Corazón
Sale uno a darle a la tecla y se topa con momentos cruciales en su vida por el mero hecho de entrar en un bar y pedirse una botella de vino blanco. Por cierto, Basa, verdejo de Rueda, al que quise ayudar a superar la crisis si es que estos la padecen.
Te pides una botella de vino a las cuatro de la tarde y la gente se echa las manos a la cabeza, cuando deberían echárselas al cuello cada vez que la inmensa mayoría de clientes entran a un negocio de hostelería tras el almuerzo y se piden un triste café que ni ayuda a cuadrar las cuentas ni genera esa atmosfera de vicio que todo bar necesita. Sólo hay que cruzar la puerta de una discoteca o un puti-club para comprender que esa nebulosa que siempre reposa sobre las cabezas de los clientes no la genera un spray y mucho menos un efecto óptico. Porque el vicio de esos antros levanta una nítida borrasca que además huele a extraño perfume barato, que por mucho que lo busques en las peores perfumerías nunca lo encuentras.
Corazón, filipina que sabía bien lo que se hacía, me sirvió el vino aportando como tapa unos suaves movimientos de cadera que ayudaron a mostrar parte de su decorado: una estrecha falda que además era muy corta, y una sorprendente elección a la hora de abrocharse los botones de la camisa: dejó, al menos, cuatro sueltos. Eran las cuatro de la tarde, repito, y aquello amenazaba borrasca.
Luego apareció el que debía ser el jefe que como si hubiera sido un cura en plenos años de franquismo hizo abrocharse a Corazón, sólo con su presencia amenazante, todos los botones de su camisa hasta un cuello que comenzó a ponérsele rojo. Y a la tercera copa entré a matar.
-Estoy montando un restaurante y busco gente así como tú.
-¿A qué te refieres?
-Gente suelta, avispada, con buen dominio del inglés, abierta con los clientes…

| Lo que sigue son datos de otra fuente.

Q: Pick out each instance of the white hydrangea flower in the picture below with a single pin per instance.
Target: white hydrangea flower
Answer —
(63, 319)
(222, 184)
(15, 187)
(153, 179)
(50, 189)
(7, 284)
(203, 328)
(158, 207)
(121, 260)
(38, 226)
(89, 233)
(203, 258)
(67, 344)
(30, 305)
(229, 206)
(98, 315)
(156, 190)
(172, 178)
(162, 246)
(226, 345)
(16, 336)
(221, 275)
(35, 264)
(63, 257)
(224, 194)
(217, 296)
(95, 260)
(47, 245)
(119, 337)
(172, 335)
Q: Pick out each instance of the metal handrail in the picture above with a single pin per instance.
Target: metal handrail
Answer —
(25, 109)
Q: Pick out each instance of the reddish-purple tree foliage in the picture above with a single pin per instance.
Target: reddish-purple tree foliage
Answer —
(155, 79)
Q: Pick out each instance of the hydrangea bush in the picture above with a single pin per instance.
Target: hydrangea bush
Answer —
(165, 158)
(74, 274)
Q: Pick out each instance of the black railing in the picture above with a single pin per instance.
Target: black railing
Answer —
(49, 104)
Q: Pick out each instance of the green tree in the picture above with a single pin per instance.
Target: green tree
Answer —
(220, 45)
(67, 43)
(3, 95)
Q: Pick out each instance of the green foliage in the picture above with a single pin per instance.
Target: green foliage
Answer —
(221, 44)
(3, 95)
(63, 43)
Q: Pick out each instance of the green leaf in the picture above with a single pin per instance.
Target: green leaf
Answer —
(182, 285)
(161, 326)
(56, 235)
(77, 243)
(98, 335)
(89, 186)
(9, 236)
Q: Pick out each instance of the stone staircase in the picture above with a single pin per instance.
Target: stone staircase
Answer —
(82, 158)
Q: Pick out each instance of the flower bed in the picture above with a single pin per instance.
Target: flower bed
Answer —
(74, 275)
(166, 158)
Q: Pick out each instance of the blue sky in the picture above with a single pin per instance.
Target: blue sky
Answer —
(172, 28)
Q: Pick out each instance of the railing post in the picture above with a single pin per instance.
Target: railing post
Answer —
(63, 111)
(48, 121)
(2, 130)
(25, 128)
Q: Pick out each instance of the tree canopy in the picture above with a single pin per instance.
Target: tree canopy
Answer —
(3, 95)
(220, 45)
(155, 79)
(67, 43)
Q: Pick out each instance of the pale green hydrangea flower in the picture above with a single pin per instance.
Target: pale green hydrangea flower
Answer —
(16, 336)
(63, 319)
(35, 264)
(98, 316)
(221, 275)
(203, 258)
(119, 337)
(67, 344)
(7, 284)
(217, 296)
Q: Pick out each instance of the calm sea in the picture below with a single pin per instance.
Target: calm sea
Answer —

-¿Podría ser la encargada?
-En la vida puedes llegar a ser lo que te propongas.
Y bien que se lo propuso. Porque a eso de las once, cuando su bar echaba el cierre, cedió las llaves a no sé cuál compañero de trabajo y se echó a lomos de mi taxi para a los cinco minutos mostrar una actitud tan cariñosa que por un momento creí padecer una enfermedad terminal: me cogía la mano, me mesaba el cabello y me decía lo afortunada que era por haberme conocido. Luego terminé de disipar mis dudas. Exactamente cuando pedí una botella de oxígeno en el bar donde tras pedir dos gin-tonics sufrí el ataque de una boa constrictora. Y me refiero a su lengua, una especie de manguera en fase de inundación que llegó a acariciarme la campanilla, momento en el casi vomité.

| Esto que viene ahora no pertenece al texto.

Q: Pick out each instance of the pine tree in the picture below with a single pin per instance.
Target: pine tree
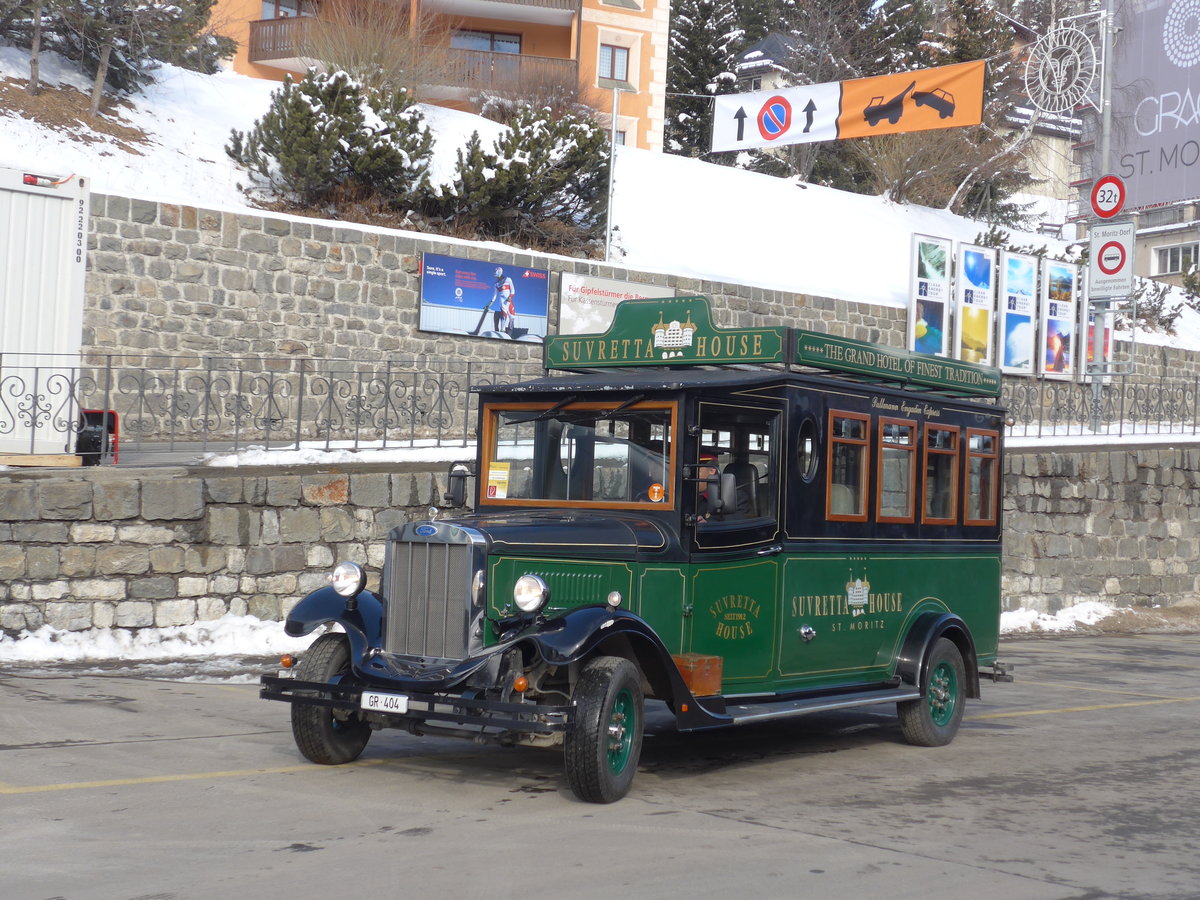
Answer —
(700, 66)
(546, 171)
(329, 132)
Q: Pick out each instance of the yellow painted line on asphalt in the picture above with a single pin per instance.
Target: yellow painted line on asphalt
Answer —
(1085, 709)
(6, 789)
(1072, 687)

Uno, según la presentación del contrario, podría llegar a suspender el combate; que visto lo visto, llegué a plantearme el salir corriendo, llegar a casa, conectarme a internet y masturbarme plácidamente con fotos de señoras en cuclillas: la última moda del enfermo mental. Pero incluso tras haber superado el principio de ahogamiento, trasladé a Corazón a mi apartamento donde no la hice firmar un contrato de milagro: nada de cadenas, y menos cuerdas, a los consoladores les sacas las pilas, deja de beber.
Curiosamente Corazón comenzó a suavizarse cuando le corregí la información inicial: no estoy montando un restaurante sino que me planteo hacerlo. Y ahí, mis queridas feministas, la misma que me metió una pitón en la boca dejó de sollozar sobre mi pubis para retrotraerse en sí misma hasta convertirse en una absurda ladilla. Me pidió fuego en escena hollywoodiense y se marcó uno de esos faroles que ayudan a la igualdad de sexos echando humo por la boca: “Mañana me levanto temprano, debo irme”. Y bien que se marchó. Tras repetir la escena inicial al dejándose abiertos cuatro botones de una camisa que, supongo, volvería a ofertar de camino a su casa, me quedé tumbado en la cama pensando sólo en una cosa: ¿Y si me dedicara a decirle a las mozas de buen ver que estoy montando un restaurante? ¿Y una cadena de ellos? ¿Y unos grandes almacenes? O por qué no, ¿ser el director general de una farmacéutica? O de una cuadra, qué más da, si lo que les importa a muchas –y a muchos- es el peso del bolsillo indiferentemente de que seas Rocco Siffredi o Torrebruno. Finalmente me masturbé. Pensando en no sé cuál tonadillera con problemas judiciales. Cosas del bebercio y la imaginación difusa. A la mañana siguiente recordé todo y me planteé asociarme a una agrupación de hombres apaleados. Pero no la encontré.